Given Data / Assumptions:
Concept / Approach:
In classic ASCII encoding, one character is represented by 7 bits, but it is stored in a full byte for convenience, making one character equal to one byte of storage. Extended encodings used in many systems also map one character to one byte, although modern Unicode encodings can use more. Sentences, paragraphs, pages and chapters are made up of many characters. Therefore, they will require many bytes, not just one. When a question asks which item requires one byte, it is pointing to the smallest text unit in the list that corresponds directly to a single character code in memory.
Step-by-Step Solution:
Verification / Alternative check:
Textbooks on data representation explain that bytes are the basic addressable units of memory in many architectures and that ASCII codes fit within a single byte. Examples frequently show how strings of characters are stored as sequences of bytes, one byte per character. They often calculate the size of a short word by counting its letters and assigning one byte to each letter. Sentences and larger text elements are then analysed by adding up the bytes of all their characters. This standard explanation confirms that a single character is the correct answer for a question about one byte of storage in the context of ASCII like encodings.

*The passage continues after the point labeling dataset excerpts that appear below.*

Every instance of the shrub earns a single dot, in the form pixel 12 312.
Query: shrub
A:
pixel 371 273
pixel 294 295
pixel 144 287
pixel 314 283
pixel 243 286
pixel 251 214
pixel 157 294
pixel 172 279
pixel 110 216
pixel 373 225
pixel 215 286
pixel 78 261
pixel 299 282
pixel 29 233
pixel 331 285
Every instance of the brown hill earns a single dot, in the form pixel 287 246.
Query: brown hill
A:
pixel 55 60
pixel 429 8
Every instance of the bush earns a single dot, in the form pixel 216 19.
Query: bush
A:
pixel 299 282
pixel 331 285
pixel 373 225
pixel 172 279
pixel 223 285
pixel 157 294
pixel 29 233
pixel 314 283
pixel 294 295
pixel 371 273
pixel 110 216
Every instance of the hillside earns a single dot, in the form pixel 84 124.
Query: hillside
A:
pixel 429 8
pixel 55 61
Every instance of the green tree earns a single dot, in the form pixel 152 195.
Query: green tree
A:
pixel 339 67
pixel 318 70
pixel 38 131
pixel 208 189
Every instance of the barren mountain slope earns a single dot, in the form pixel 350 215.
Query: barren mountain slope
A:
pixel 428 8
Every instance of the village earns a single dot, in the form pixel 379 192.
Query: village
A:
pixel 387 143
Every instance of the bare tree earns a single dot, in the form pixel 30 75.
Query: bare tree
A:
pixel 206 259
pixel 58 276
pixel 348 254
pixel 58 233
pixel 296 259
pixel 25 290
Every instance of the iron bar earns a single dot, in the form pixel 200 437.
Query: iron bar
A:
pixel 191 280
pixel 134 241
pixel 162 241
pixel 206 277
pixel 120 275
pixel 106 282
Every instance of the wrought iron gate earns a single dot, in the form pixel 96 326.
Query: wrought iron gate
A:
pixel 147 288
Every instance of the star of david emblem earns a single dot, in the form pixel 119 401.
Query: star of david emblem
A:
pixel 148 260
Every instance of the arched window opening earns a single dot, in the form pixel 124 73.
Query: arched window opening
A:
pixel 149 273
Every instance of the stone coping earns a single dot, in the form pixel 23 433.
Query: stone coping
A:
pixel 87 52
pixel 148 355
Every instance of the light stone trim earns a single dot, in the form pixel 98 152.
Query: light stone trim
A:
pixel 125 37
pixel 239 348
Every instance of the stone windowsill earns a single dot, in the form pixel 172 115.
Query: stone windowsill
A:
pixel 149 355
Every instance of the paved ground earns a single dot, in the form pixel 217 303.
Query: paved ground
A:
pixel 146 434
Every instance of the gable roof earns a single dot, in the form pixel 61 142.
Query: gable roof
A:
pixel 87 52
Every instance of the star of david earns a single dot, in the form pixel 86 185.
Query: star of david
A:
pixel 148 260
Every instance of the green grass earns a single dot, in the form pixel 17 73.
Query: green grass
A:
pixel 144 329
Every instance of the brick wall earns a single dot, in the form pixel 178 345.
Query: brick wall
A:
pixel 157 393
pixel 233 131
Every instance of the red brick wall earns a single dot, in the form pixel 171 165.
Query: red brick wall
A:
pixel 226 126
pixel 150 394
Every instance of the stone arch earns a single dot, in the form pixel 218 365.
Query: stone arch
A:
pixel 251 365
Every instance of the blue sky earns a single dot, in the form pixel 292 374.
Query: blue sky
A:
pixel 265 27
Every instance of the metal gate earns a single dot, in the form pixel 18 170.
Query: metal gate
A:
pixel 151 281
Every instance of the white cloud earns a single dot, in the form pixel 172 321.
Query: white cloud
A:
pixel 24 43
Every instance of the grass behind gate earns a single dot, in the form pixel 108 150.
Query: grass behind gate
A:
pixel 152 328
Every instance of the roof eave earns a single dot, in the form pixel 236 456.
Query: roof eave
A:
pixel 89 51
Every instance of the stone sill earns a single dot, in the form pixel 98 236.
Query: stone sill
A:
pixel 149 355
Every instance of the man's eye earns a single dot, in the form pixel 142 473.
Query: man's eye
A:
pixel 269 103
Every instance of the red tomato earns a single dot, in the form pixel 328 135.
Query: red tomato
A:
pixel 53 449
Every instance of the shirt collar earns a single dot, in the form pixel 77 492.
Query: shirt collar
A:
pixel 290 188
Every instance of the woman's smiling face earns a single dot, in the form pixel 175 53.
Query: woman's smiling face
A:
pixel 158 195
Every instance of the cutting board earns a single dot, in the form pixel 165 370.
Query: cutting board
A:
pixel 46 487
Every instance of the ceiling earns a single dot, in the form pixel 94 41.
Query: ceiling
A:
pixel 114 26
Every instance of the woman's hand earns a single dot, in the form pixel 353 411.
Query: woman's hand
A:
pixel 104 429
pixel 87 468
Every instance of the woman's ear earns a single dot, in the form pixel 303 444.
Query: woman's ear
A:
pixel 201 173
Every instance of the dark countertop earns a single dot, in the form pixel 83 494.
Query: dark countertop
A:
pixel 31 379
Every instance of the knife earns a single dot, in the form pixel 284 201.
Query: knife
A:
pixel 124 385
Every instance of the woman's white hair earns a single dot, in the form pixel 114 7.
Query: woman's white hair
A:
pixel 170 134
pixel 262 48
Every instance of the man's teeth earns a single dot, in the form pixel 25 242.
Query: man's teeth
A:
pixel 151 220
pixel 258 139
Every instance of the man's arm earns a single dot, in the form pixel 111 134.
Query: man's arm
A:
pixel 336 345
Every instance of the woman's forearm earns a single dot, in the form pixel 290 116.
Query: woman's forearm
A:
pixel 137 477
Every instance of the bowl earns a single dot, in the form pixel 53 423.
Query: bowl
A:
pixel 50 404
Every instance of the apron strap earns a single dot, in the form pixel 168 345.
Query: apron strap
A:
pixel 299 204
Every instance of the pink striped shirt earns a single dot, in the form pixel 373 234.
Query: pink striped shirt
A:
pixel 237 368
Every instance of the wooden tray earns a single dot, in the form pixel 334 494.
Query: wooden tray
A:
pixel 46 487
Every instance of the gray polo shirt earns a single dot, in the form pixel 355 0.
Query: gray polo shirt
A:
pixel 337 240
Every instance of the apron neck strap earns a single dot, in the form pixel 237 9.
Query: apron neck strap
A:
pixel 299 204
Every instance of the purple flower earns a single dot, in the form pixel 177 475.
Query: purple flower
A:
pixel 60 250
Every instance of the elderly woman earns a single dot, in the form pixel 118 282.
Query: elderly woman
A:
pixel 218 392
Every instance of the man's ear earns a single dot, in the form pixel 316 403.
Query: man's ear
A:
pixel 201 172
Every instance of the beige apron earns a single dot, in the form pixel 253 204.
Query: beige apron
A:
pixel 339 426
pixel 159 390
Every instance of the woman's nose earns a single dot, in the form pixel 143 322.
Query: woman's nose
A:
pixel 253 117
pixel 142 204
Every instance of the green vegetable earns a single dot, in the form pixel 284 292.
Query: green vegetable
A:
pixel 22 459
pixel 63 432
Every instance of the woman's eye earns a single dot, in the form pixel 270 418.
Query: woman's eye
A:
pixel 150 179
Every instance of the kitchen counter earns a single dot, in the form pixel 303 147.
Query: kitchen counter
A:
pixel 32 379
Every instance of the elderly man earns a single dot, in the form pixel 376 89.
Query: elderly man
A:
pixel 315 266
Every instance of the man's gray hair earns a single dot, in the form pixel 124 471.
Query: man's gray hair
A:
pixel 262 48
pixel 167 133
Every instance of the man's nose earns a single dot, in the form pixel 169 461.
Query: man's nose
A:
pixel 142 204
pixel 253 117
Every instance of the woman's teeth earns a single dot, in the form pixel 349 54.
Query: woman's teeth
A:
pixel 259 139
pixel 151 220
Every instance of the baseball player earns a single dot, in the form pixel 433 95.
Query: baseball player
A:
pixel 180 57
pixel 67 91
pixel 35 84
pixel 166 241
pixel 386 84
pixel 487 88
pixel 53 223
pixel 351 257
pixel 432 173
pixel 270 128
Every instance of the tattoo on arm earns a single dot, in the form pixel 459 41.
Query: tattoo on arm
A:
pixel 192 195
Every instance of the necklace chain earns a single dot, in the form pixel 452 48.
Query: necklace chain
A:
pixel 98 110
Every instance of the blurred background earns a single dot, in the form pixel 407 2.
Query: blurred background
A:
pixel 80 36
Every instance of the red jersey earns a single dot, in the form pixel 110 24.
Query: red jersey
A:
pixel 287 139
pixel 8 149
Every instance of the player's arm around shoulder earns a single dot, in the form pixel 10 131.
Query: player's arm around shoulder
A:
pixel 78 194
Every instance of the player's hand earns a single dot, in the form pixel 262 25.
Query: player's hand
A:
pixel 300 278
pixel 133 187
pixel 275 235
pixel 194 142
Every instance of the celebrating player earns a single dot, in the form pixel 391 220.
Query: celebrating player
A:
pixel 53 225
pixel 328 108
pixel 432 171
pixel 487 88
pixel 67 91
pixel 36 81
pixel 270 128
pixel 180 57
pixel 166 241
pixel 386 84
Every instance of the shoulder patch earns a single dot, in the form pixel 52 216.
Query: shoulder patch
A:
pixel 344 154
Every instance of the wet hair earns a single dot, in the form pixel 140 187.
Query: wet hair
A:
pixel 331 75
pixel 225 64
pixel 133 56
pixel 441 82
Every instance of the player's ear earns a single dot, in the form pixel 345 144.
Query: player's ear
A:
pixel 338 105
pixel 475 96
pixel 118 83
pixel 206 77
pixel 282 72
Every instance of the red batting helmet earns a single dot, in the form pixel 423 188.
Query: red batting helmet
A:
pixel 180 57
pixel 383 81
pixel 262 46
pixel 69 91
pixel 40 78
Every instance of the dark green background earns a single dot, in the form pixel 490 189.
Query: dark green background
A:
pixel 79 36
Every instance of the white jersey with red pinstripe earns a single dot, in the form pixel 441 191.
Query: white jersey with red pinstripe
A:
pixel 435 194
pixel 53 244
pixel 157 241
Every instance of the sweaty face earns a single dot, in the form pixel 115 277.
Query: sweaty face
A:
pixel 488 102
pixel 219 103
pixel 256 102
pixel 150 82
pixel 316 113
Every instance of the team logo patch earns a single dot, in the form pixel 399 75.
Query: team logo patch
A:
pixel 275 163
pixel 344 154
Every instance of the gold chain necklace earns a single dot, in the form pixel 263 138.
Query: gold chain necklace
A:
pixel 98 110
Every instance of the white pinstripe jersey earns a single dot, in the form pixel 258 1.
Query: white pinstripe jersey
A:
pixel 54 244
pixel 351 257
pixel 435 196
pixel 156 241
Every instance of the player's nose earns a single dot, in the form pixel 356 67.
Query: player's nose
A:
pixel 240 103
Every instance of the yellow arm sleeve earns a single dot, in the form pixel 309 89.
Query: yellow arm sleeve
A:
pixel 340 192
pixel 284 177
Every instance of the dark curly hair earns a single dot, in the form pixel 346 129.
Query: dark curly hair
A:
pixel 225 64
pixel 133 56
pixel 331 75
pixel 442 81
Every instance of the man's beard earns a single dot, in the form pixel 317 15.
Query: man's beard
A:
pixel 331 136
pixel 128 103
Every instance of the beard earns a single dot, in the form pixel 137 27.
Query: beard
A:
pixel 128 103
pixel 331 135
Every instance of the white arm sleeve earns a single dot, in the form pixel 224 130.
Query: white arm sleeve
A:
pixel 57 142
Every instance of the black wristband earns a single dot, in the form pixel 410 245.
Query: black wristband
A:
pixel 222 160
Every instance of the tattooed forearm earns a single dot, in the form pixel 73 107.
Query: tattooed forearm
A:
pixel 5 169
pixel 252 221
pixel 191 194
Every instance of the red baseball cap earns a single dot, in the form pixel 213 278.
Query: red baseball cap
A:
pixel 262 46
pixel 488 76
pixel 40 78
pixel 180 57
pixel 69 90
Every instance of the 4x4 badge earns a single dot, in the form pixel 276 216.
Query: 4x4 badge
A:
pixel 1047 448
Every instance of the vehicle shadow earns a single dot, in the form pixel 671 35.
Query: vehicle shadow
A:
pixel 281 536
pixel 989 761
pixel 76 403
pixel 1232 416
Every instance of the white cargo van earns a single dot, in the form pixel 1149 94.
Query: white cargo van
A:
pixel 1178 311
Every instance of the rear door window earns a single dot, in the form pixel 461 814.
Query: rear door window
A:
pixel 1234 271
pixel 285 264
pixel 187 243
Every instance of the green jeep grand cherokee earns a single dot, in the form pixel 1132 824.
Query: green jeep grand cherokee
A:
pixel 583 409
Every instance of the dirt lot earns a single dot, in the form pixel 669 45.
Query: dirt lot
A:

Why Other Options Are Wrong:
Common Pitfalls:
Some learners may confuse physical units like page with digital units like byte and incorrectly think that pages have fixed byte sizes. Others may not connect the idea that characters are the fundamental units of text storage. To avoid these errors, remember that the computer stores each visible character using at least one byte in simple encodings. Larger text units are just sequences of these characters. Whenever a question asks which item requires one byte of storage, the correct answer will almost always be a single character rather than a sentence or page.
Final Answer:
In standard character encoding, one byte of storage is typically required for A single character such as A or 7.